I'm pretty certain that Tom is depending on the Batt. Kapa. Max value displayed by the hidden service menu. Do any of us really understand what this value means? Do we know whether BMW is reducing the unusable capacity buffer as battery pack capacity degradation occurs this keeping the useable capacity constant? Batt. Kapa. Max has varied by almost 2 kWh in our i3 with no up or down trend, so it seems very difficult to use this value to measure battery pack capacity degradation over time.

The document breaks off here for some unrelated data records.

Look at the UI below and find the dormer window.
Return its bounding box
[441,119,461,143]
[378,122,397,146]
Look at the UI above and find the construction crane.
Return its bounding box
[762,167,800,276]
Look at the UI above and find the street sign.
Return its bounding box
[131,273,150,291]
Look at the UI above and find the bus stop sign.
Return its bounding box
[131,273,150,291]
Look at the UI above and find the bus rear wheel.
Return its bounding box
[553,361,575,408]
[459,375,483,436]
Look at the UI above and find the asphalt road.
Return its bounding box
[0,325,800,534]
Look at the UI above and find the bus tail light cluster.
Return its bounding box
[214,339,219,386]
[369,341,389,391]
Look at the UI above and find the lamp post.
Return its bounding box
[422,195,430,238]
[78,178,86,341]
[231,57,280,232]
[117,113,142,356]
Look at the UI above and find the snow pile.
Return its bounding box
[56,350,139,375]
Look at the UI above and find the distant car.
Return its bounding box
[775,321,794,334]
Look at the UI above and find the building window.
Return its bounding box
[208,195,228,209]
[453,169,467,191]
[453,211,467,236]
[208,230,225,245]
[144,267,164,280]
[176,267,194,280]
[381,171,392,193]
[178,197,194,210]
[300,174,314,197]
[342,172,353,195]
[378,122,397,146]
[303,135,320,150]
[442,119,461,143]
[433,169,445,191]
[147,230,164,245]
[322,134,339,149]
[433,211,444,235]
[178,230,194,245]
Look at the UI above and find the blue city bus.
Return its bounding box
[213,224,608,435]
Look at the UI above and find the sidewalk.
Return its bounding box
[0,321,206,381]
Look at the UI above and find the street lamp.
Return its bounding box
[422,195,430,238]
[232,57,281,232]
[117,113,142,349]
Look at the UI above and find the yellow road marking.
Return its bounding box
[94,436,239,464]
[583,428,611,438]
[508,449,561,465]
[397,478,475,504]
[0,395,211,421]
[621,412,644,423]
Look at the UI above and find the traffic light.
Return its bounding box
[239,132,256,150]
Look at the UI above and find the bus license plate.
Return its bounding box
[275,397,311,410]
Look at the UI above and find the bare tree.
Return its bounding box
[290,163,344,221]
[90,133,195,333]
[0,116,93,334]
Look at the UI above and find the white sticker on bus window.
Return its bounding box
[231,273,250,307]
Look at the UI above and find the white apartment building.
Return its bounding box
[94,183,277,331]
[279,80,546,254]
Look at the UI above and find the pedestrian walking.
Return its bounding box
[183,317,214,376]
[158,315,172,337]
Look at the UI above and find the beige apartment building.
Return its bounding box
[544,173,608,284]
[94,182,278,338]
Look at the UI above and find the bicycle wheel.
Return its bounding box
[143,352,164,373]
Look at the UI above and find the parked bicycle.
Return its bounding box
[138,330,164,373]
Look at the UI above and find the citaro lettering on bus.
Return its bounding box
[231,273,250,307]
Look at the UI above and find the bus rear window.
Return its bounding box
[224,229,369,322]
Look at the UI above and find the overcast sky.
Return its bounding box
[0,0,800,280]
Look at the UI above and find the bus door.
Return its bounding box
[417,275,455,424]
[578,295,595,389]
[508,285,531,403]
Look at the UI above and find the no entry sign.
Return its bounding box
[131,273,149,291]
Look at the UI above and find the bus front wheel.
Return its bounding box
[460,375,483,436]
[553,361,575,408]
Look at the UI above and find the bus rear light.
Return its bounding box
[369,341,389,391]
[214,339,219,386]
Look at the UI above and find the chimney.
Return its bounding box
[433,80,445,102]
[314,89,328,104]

There's a finite and fairly small unusable capacity buffer, so if BMW is reducing the size of this buffer to maintain a constant usable capacity, this reduction will have to end with capacity degradation then becoming noticeable. It's just a matter of distance driven and time. Fortunately, BMW seems to have done a good job of minimizing the degradation rate, maybe better than Ford.

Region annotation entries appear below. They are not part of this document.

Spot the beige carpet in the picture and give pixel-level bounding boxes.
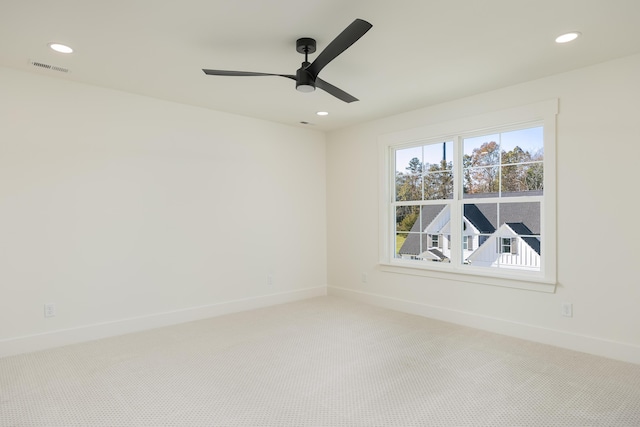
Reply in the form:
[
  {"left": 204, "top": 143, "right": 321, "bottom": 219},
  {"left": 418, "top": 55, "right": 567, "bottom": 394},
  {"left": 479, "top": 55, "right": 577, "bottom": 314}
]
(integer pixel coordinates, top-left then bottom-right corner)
[{"left": 0, "top": 297, "right": 640, "bottom": 427}]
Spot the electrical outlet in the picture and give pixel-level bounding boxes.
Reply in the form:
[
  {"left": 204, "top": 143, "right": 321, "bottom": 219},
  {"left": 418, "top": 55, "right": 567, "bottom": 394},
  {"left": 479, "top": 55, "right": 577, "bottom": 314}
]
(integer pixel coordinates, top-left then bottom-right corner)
[{"left": 44, "top": 303, "right": 56, "bottom": 317}]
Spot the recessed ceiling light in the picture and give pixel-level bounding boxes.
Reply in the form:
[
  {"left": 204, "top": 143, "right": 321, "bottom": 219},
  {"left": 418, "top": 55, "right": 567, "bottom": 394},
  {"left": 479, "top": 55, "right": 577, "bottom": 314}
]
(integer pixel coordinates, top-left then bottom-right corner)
[
  {"left": 556, "top": 31, "right": 580, "bottom": 43},
  {"left": 49, "top": 43, "right": 73, "bottom": 53}
]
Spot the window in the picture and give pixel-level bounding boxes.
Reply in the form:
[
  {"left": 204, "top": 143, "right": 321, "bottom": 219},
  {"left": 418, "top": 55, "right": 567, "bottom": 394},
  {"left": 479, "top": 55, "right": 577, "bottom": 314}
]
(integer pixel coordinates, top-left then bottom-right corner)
[{"left": 380, "top": 100, "right": 557, "bottom": 288}]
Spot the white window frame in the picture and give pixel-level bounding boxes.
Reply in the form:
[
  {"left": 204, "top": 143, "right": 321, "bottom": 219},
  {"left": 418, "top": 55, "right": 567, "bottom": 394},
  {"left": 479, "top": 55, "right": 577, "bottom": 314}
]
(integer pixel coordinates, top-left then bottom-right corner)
[{"left": 378, "top": 99, "right": 558, "bottom": 292}]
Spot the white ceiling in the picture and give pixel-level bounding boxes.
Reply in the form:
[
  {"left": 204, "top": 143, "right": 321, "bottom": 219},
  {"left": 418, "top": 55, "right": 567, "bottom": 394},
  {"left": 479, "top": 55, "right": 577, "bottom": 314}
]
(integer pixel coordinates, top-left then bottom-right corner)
[{"left": 0, "top": 0, "right": 640, "bottom": 131}]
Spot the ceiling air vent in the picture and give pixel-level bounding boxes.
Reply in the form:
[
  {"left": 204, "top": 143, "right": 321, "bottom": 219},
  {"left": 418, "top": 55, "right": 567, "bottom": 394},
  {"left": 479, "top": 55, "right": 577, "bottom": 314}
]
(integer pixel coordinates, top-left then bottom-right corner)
[{"left": 31, "top": 61, "right": 69, "bottom": 73}]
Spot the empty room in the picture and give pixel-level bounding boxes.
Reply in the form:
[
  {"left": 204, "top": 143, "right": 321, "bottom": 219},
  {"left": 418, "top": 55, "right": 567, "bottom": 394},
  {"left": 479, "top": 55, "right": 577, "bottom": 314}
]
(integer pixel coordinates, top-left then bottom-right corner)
[{"left": 0, "top": 0, "right": 640, "bottom": 427}]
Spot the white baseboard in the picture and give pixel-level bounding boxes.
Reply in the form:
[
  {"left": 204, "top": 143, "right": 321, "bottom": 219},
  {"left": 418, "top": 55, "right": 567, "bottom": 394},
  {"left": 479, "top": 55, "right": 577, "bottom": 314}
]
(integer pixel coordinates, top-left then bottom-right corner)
[
  {"left": 327, "top": 286, "right": 640, "bottom": 364},
  {"left": 0, "top": 286, "right": 327, "bottom": 357}
]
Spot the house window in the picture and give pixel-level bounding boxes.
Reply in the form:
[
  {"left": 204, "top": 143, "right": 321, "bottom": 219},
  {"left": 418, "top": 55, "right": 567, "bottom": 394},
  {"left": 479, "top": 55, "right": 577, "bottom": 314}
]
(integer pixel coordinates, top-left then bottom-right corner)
[
  {"left": 499, "top": 237, "right": 511, "bottom": 254},
  {"left": 380, "top": 100, "right": 557, "bottom": 283}
]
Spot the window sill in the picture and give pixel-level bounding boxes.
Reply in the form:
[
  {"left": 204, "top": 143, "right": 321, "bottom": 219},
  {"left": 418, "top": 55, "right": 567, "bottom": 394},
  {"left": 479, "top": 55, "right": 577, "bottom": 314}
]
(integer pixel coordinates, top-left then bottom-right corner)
[{"left": 380, "top": 263, "right": 556, "bottom": 293}]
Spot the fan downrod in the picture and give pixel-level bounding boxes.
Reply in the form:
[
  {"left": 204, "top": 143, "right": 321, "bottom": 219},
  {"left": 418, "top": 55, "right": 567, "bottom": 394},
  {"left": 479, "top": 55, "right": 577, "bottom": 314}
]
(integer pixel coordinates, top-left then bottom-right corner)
[{"left": 296, "top": 37, "right": 316, "bottom": 55}]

I trust the Idaho National Labs to accurately measure battery capacity degradation. Also, based on electrochemistry, battery cell degradation is unavoidable after repeated charge-discharge cycles and even the passage of time. Statistical thermodynamics guarantees that any electrochemical reaction can't be 100% reversible.

 

[i3an]

Art says "Batt. Kapa. Max has varied by almost 2 kWh in our i3 with no up or down trend", but this is not my experience, which has been quite steady with a very small downward trend. I haven't actually cross-referenced it with the battery temperature, but I check the Batt. Kapa. Max about once a month, and always in the morning at full pre-conditioning and full charge, so I am guessing the temperature is pretty much the same, which otherwise could introduce variable readings.

 

[alohart]

Max about once a month, and always in the morning at full pre-conditioning and full charge, so I am guessing the temperature is pretty much the same, which otherwise could introduce variable readings.

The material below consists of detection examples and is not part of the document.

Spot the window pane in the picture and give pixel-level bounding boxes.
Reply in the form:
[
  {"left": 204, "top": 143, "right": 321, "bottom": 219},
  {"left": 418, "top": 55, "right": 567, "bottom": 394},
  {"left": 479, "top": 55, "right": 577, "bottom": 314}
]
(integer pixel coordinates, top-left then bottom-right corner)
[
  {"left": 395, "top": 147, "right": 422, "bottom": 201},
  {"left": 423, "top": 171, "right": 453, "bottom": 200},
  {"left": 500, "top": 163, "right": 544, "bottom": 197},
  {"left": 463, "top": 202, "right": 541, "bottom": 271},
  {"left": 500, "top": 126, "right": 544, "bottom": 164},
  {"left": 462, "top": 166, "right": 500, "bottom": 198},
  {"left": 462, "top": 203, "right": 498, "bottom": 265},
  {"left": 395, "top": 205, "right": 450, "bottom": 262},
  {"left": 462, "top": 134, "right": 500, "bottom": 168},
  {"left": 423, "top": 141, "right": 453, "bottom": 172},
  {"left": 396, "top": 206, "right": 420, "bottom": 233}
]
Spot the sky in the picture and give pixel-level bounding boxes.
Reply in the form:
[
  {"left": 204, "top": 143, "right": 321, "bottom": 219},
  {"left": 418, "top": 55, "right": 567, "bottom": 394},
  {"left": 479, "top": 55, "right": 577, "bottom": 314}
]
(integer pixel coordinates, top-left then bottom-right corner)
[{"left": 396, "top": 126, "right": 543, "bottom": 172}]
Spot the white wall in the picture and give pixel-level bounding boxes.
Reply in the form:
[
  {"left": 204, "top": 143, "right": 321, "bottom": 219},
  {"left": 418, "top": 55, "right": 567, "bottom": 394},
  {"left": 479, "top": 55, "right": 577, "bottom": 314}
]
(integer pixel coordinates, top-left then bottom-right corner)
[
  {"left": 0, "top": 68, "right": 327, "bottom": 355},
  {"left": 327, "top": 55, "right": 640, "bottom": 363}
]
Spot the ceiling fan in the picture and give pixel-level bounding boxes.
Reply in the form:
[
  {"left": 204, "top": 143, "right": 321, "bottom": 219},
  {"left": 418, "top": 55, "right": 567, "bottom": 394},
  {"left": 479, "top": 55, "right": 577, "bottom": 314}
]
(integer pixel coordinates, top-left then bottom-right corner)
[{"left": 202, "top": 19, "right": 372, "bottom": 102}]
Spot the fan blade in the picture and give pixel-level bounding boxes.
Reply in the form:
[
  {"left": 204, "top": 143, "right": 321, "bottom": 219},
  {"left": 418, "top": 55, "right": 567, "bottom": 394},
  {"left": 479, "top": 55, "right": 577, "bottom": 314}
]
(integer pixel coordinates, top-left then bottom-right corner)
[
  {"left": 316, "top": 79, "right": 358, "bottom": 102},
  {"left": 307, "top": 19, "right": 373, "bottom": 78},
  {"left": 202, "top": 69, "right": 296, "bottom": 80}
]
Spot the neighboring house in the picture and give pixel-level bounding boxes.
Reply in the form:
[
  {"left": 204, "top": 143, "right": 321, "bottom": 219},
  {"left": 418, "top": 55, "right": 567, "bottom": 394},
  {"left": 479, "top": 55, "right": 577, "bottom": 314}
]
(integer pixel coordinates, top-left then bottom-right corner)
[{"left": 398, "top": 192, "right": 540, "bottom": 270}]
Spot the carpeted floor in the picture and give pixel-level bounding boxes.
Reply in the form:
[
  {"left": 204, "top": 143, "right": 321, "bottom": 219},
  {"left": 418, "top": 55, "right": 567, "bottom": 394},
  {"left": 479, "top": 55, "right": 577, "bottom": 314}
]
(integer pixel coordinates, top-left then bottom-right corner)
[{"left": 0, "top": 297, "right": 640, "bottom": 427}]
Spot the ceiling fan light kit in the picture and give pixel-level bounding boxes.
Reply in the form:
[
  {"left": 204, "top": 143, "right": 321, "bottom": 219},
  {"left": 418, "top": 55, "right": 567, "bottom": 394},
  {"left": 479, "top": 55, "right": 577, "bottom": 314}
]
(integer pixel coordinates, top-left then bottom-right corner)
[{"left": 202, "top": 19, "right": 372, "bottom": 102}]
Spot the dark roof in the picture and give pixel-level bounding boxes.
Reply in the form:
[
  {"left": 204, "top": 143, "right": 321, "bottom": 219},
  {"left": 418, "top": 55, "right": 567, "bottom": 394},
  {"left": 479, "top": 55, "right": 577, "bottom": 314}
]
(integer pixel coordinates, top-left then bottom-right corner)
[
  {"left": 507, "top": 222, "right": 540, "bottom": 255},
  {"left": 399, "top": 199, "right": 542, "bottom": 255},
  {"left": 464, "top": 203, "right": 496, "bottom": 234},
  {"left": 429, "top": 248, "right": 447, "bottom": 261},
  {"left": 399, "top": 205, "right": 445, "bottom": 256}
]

I certainly haven't been rigorous controlling the conditions when I've read Batt. Kapa. Max. Temperatures in our Honolulu parking structure parking space don't vary much throughout the day and the year. But I might have read Batt. Kapa. Max at significantly different battery pack temperatures (e.g., just after driving vs. after being parked overnight). To get the most consistent results, the battery pack temperature, another hidden service menu value, should probably be read at the same time as Batt. Kapa. Max. With this temperature information, it might be possible to correct Batt. Kapa. Max for different temperatures.

Another variable might be how similar the SOC's of each battery cell are. The more variable these SOC's, the lower the battery pack capacity. I'm pretty certain that the i3's battery management system equalizes the SOC's of the cells, but I don't know how or when this occurs. One way the SOC's of the cells could be equalized would be at the end of a charging session when the cell with the highest SOC has reached full charge (apparently 97% of the actual full charge). Charging at a lower power level could continue with the fully-charged cells being taken out of the charging circuit so that those with lower SOC's could continue charging to their full state (called "top balancing"). If the i3 does this, one would need to leave the EVSE connected for some time after the battery pack appears to be full.

The owner's manual of our Mitsubishi i-MiEV recommended a monthly top balancing procedure of running the SOC of the battery pack down below, I believe, 20%, fully charging the battery pack, and then leaving it charging for several additional hours, but I don't recall reading anything about doing something similar for our i3.